宋鶴慈顯然誤會了什么,連忙倒了杯水給她,關心道:“嗓子不舒服的話,喝點水吧。”
沈青綰正要接過,卻被薄羨時攔了下來。
“她不喜歡喝白開水。”
說著,薄羨時拿了杯果汁給她。
宋鶴慈就算再遲鈍,也看出不對勁來了。
“綰綰,你認識他?”
薄羨時不再掩飾什么,牽起了她的手,當眾在他面前宣示主權:“我是她男朋友,你貴姓?”
沈青綰忙介紹起來:“他就是我跟你說的,小時候住在我家隔壁的鄰居哥哥。”
“哦?原來只是哥哥呀!”
薄羨時故意加重強調了那兩個字。
而聽到她談戀愛的消息,宋鶴慈怔然一瞬,一向溫柔的眼神漸漸蒙上了一層陰翳。
“綰綰,你什么時候談的戀愛?”
薄羨時插話:“我跟寶寶在一起已經三個月了呢。”
說著說著,他又開始心機了起來:“還是寶寶先追的我,她對我一見鐘情,可喜歡可喜歡我了,還說以后非我不嫁呢!”
沈青綰差點被自已的口水嗆到。
宋鶴慈眉眼沉了下來。
不知為何,沈青綰隱隱感受到了兩人之間充斥著一股無形的硝煙。
她看向宋鶴慈:“那個,鶴慈哥哥……我先去趟洗手間!”
說完,急忙拽著薄羨時一起離開了。
來到走廊上。
沈青綰嚴肅著小臉,對他說:“你不可以隨便捉弄人。”
薄羨時彎下腰抱住她:“寶寶,你為了他生我的氣了,是不是?”
沈青綰搖頭:“我沒生你的氣,不過他是很好很好的人,我只是不希望你因為我而討厭他。”

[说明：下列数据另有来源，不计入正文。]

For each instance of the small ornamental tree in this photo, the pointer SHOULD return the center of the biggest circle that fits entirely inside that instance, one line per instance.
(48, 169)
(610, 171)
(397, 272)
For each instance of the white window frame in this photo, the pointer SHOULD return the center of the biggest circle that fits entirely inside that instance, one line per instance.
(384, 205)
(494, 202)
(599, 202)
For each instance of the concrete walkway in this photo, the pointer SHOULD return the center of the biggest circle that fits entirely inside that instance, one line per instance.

薄羨時微瞇著眼,不辨情緒說了一句:“他對寶寶很重要?”
沈青綰點頭,將小時候的事情和盤托出:“他以前救了我一命,他是個很好很好的人。”
“對不起,我不知道還有這回事。”
嘴上雖然這么說著。
然而他已經調查的一清二楚,還知道宋鶴慈喜歡著她,甚至不惜違抗父母的命令回國來見她。
就算有救命之恩又如何,就算青梅竹馬一起長大又如何。
錯過了就是錯過了。
他不會給宋鶴慈任何搶走她的機會。
見她許久都沒回來,宋鶴慈有些擔心,起身朝洗手間走去。
薄羨時余光瞥見他的身影,心思一動,攬著她的腰將她摁在墻上,故意擋住了她看過去的視線。
宋鶴慈腳步一滯,站在不遠的拐角處。